I went to church feeling like a pile of discombobulated junk. Though I spose junk is discombobulated already, that's what makes it junk. It had just been a terrible week for no reason, some reason, every reason. Just a really hard and long week. Although I had a good talk to Mrs. Stevenson before the service started about all sorts of things, and like it is when you have a lot on your mind, you ramble. I mean, I don't ramble very often, it was unusual of me. We were talking about our weeks, and our devotionals, when she kind of drifted off into talking about her health I think, or maybe I had drifted off into thinking about parcels. She was mentioning how she had actually been feeling a bit run down over the last couple of days, when I was at that moment just remembering how the man had knocked at my door, and had said "from Ms.
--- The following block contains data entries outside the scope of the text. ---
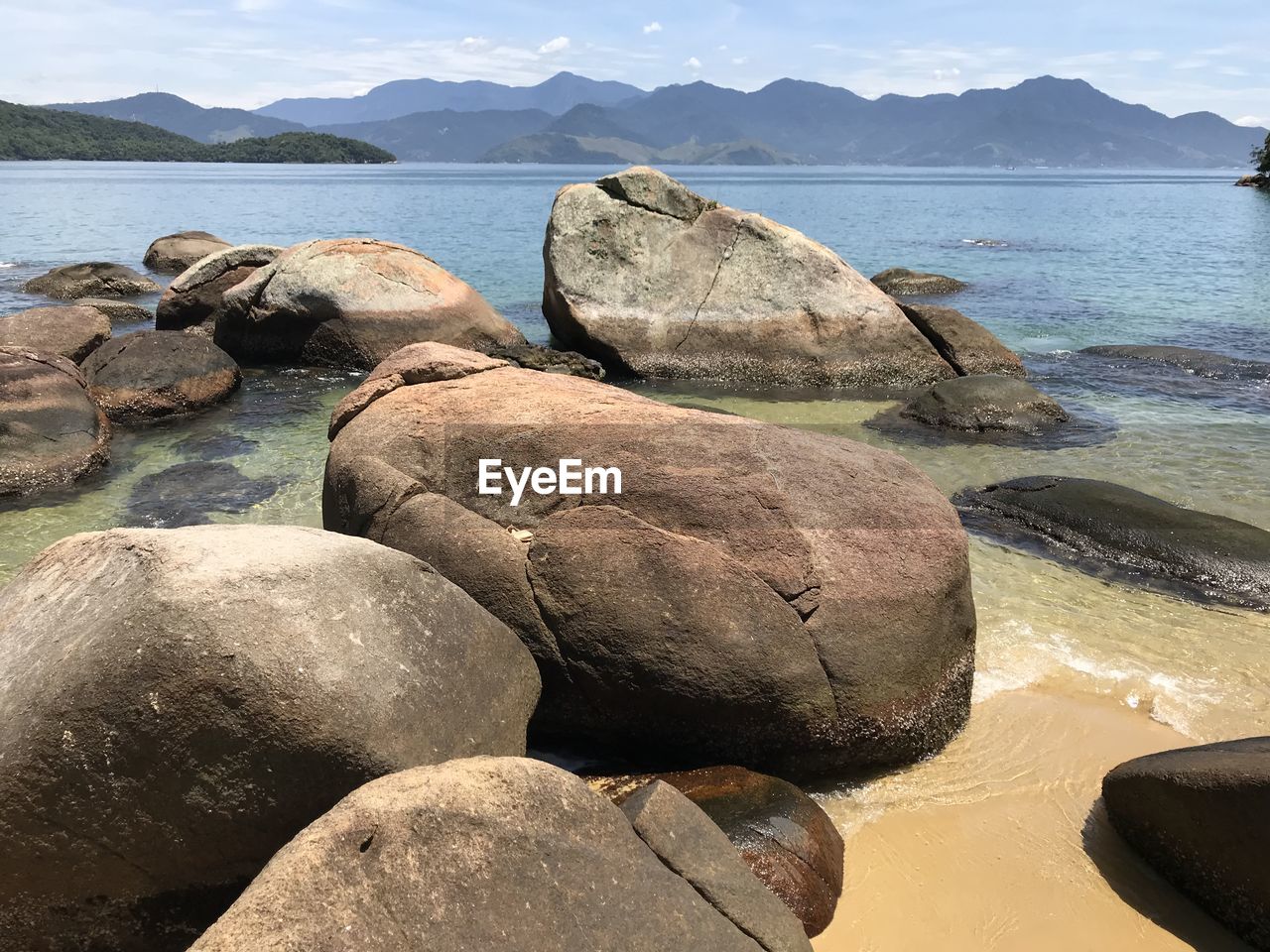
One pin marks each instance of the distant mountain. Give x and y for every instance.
(185, 118)
(402, 98)
(444, 136)
(570, 118)
(31, 132)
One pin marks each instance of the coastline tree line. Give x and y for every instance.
(35, 134)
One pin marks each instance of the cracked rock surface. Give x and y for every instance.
(511, 855)
(652, 278)
(756, 594)
(349, 303)
(178, 703)
(51, 431)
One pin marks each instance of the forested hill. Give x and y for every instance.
(31, 134)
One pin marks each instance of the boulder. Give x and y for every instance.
(72, 331)
(51, 431)
(985, 403)
(508, 855)
(350, 303)
(970, 348)
(176, 705)
(173, 254)
(154, 373)
(91, 280)
(783, 835)
(749, 594)
(117, 311)
(1115, 530)
(902, 282)
(195, 298)
(1199, 817)
(654, 280)
(1202, 363)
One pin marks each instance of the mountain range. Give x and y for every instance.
(568, 118)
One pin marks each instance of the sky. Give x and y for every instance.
(1173, 56)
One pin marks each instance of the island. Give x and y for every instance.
(36, 134)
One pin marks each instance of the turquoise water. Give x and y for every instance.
(1078, 259)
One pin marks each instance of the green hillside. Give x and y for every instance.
(33, 134)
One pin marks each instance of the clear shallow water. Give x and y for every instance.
(1087, 258)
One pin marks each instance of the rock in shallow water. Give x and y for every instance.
(985, 403)
(187, 494)
(754, 594)
(51, 431)
(1202, 817)
(91, 280)
(195, 298)
(350, 303)
(902, 282)
(1129, 535)
(155, 373)
(72, 331)
(783, 835)
(173, 254)
(1202, 363)
(647, 276)
(508, 855)
(177, 705)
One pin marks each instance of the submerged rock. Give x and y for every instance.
(649, 277)
(155, 373)
(1199, 817)
(754, 594)
(91, 280)
(117, 311)
(783, 835)
(1137, 537)
(178, 705)
(187, 494)
(902, 282)
(1202, 363)
(985, 403)
(970, 348)
(350, 303)
(173, 254)
(51, 431)
(72, 331)
(508, 855)
(195, 298)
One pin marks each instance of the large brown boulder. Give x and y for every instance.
(155, 373)
(970, 348)
(51, 431)
(649, 277)
(350, 303)
(172, 254)
(195, 298)
(91, 280)
(783, 835)
(508, 855)
(72, 331)
(754, 594)
(176, 705)
(1202, 817)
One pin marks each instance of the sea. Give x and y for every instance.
(1056, 261)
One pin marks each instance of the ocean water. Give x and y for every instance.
(1057, 261)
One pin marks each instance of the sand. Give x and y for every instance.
(1001, 844)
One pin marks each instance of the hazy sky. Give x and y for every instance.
(1175, 56)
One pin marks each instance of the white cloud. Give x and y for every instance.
(554, 46)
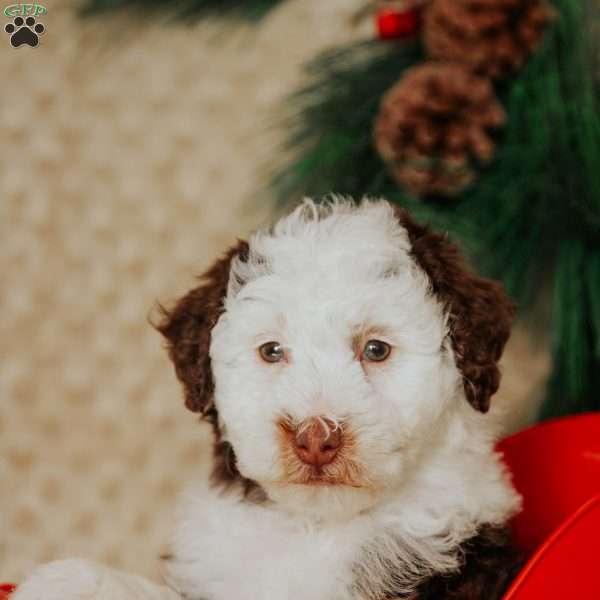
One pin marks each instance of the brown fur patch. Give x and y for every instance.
(344, 470)
(489, 566)
(187, 330)
(480, 312)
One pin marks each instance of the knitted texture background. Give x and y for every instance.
(129, 152)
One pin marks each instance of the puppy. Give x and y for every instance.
(346, 359)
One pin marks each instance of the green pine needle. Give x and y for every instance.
(533, 215)
(190, 10)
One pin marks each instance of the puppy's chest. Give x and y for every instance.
(257, 558)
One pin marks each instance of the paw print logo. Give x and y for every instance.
(24, 31)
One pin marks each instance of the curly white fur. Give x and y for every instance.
(431, 477)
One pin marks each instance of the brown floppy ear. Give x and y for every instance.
(480, 312)
(187, 329)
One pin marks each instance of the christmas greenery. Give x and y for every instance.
(189, 10)
(531, 218)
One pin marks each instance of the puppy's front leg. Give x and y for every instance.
(77, 579)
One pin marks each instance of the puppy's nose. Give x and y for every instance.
(317, 441)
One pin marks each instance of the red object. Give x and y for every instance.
(556, 468)
(393, 24)
(6, 589)
(566, 565)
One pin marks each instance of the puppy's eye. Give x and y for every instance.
(272, 352)
(376, 351)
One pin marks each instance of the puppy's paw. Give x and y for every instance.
(77, 579)
(73, 579)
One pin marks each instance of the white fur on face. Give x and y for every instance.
(427, 475)
(315, 284)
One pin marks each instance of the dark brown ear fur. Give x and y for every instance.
(480, 312)
(187, 329)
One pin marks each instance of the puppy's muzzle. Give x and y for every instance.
(317, 441)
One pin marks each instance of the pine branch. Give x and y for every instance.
(189, 10)
(535, 209)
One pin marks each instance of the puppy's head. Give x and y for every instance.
(330, 352)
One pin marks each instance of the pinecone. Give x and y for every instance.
(434, 124)
(494, 37)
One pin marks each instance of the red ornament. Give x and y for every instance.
(6, 589)
(394, 24)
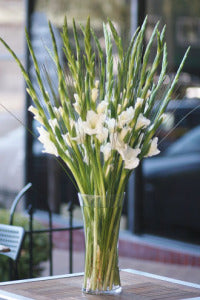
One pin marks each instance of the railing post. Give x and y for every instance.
(70, 210)
(50, 244)
(30, 212)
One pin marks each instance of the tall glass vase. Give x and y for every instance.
(101, 225)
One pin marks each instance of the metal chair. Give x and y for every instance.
(12, 237)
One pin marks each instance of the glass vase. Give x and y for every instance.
(101, 217)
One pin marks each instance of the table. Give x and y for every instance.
(136, 285)
(4, 248)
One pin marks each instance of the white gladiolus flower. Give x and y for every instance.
(148, 94)
(44, 138)
(153, 150)
(117, 142)
(72, 123)
(111, 123)
(142, 122)
(119, 108)
(129, 155)
(77, 107)
(66, 138)
(123, 133)
(106, 150)
(101, 108)
(86, 158)
(102, 135)
(163, 117)
(140, 139)
(94, 122)
(53, 123)
(139, 102)
(126, 116)
(80, 133)
(76, 97)
(125, 102)
(96, 84)
(94, 94)
(34, 111)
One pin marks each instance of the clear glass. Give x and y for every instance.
(101, 224)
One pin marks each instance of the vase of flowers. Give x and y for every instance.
(101, 124)
(101, 224)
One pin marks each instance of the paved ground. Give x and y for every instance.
(61, 266)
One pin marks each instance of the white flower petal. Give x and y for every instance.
(94, 122)
(129, 155)
(126, 117)
(44, 138)
(106, 150)
(153, 150)
(80, 133)
(101, 108)
(94, 94)
(112, 124)
(142, 122)
(102, 135)
(139, 102)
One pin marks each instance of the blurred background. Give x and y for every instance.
(163, 196)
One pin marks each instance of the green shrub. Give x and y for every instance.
(40, 248)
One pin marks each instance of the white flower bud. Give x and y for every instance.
(94, 94)
(153, 150)
(101, 108)
(44, 138)
(142, 122)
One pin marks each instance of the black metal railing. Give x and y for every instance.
(31, 231)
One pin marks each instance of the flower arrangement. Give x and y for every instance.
(102, 125)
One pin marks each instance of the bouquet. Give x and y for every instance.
(101, 125)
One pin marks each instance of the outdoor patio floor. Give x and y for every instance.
(61, 266)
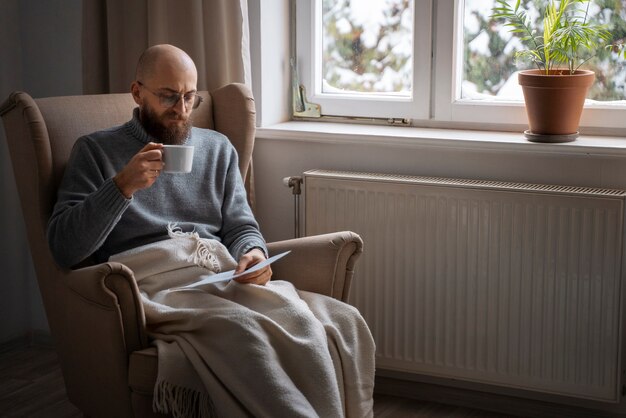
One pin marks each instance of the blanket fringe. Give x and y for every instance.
(204, 254)
(182, 402)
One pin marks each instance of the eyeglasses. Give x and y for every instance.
(192, 100)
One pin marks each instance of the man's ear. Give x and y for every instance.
(134, 90)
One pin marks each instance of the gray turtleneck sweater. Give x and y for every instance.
(92, 216)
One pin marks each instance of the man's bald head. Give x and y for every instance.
(163, 58)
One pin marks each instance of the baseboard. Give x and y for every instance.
(31, 338)
(486, 401)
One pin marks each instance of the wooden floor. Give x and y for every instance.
(31, 385)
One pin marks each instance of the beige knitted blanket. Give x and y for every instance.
(232, 350)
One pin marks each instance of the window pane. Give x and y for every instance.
(367, 46)
(490, 68)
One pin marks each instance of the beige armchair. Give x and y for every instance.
(94, 312)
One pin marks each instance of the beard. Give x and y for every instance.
(154, 126)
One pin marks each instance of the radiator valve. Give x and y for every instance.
(293, 182)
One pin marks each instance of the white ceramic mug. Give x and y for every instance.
(177, 158)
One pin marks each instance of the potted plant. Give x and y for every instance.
(554, 92)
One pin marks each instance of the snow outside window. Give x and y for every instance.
(358, 57)
(373, 58)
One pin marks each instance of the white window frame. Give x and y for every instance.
(438, 34)
(308, 38)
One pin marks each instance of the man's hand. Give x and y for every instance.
(141, 171)
(248, 260)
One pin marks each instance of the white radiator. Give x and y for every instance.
(516, 285)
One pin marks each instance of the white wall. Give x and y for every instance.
(278, 158)
(40, 53)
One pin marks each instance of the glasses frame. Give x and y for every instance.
(164, 99)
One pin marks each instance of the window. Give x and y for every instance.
(358, 57)
(373, 58)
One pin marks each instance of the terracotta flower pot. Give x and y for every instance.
(554, 102)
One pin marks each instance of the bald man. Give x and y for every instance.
(113, 197)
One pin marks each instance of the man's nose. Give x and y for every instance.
(179, 106)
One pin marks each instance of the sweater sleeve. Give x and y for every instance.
(240, 231)
(88, 207)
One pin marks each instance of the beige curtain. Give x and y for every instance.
(115, 32)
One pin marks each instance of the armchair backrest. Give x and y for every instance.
(40, 135)
(42, 132)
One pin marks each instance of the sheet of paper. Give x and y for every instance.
(229, 275)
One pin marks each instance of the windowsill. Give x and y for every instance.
(332, 132)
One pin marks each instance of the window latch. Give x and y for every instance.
(301, 106)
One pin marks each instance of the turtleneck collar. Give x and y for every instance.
(135, 128)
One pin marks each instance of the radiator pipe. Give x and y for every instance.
(295, 182)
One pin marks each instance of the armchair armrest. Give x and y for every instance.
(322, 263)
(98, 323)
(113, 286)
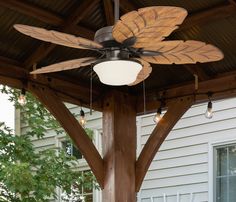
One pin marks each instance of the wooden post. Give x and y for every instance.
(119, 148)
(67, 120)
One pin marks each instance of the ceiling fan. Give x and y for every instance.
(128, 47)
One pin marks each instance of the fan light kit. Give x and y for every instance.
(117, 72)
(128, 47)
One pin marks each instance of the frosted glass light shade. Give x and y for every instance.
(117, 72)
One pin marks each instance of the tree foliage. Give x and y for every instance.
(29, 175)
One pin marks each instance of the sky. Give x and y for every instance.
(7, 111)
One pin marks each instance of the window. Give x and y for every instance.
(225, 173)
(71, 149)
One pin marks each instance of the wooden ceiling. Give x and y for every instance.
(212, 21)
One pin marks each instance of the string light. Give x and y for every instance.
(22, 98)
(82, 119)
(209, 111)
(157, 116)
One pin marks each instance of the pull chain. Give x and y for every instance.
(91, 91)
(116, 10)
(144, 98)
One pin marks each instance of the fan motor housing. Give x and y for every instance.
(104, 36)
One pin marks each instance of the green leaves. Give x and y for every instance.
(28, 175)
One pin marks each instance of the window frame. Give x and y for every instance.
(83, 165)
(211, 167)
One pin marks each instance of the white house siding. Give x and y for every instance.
(179, 171)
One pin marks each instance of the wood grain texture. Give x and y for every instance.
(119, 148)
(73, 19)
(67, 120)
(56, 37)
(183, 52)
(109, 13)
(144, 73)
(66, 65)
(148, 25)
(159, 134)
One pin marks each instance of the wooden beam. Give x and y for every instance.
(222, 87)
(159, 134)
(67, 120)
(45, 48)
(44, 16)
(33, 11)
(196, 69)
(207, 16)
(233, 2)
(119, 148)
(127, 6)
(108, 8)
(13, 75)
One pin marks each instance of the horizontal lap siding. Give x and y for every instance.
(181, 165)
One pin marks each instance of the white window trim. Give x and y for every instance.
(97, 196)
(211, 145)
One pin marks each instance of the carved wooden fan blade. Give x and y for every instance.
(149, 25)
(144, 73)
(66, 65)
(184, 52)
(57, 37)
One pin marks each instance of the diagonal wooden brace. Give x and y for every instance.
(159, 134)
(57, 108)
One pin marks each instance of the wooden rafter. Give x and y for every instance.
(210, 15)
(159, 134)
(14, 75)
(108, 8)
(44, 16)
(222, 87)
(67, 120)
(127, 6)
(45, 48)
(197, 70)
(233, 2)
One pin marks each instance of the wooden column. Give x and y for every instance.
(67, 120)
(119, 148)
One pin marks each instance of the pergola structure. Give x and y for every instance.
(119, 172)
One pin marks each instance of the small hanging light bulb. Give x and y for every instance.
(209, 111)
(157, 116)
(22, 98)
(82, 119)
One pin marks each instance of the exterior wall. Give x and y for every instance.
(183, 167)
(181, 171)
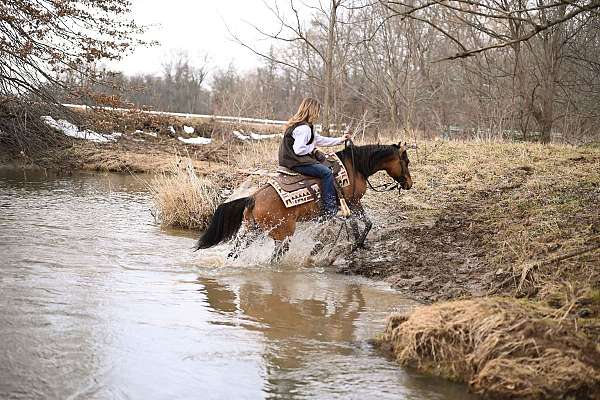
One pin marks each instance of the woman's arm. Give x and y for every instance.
(301, 137)
(327, 141)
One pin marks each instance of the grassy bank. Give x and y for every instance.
(502, 348)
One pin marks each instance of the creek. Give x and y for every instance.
(97, 301)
Paige," so I laughed.
Mrs. Stevenson, I hope to talk to you again.
I was thinking about this all during the service, and kicking myself. L said are you alright, you can't keep your legs still. I said I'm Russian. Then the songs began, but I have to admit I was kind of absent minded. Then the sermon started, and the passage was second Philippians. So I phlipped to Philippians. He humbled himself and carried the cross. That is, he gave up his happiness and glory, his relationship with the Father, his authority. He subtracted it from himself, and added it to us. And I had to ask at that moment, why? Now I know that when I subtract things, it's generally not my call, like accidentally subtracting flour from a cake recipe. But he purposely subtracted. And to add to accounts of people who didn't like him at all.
There was something in that sermon that let me laugh at my cake recipes when I got home. I went to bed with a more of a spring. It's good to know there's more to life than failing at it.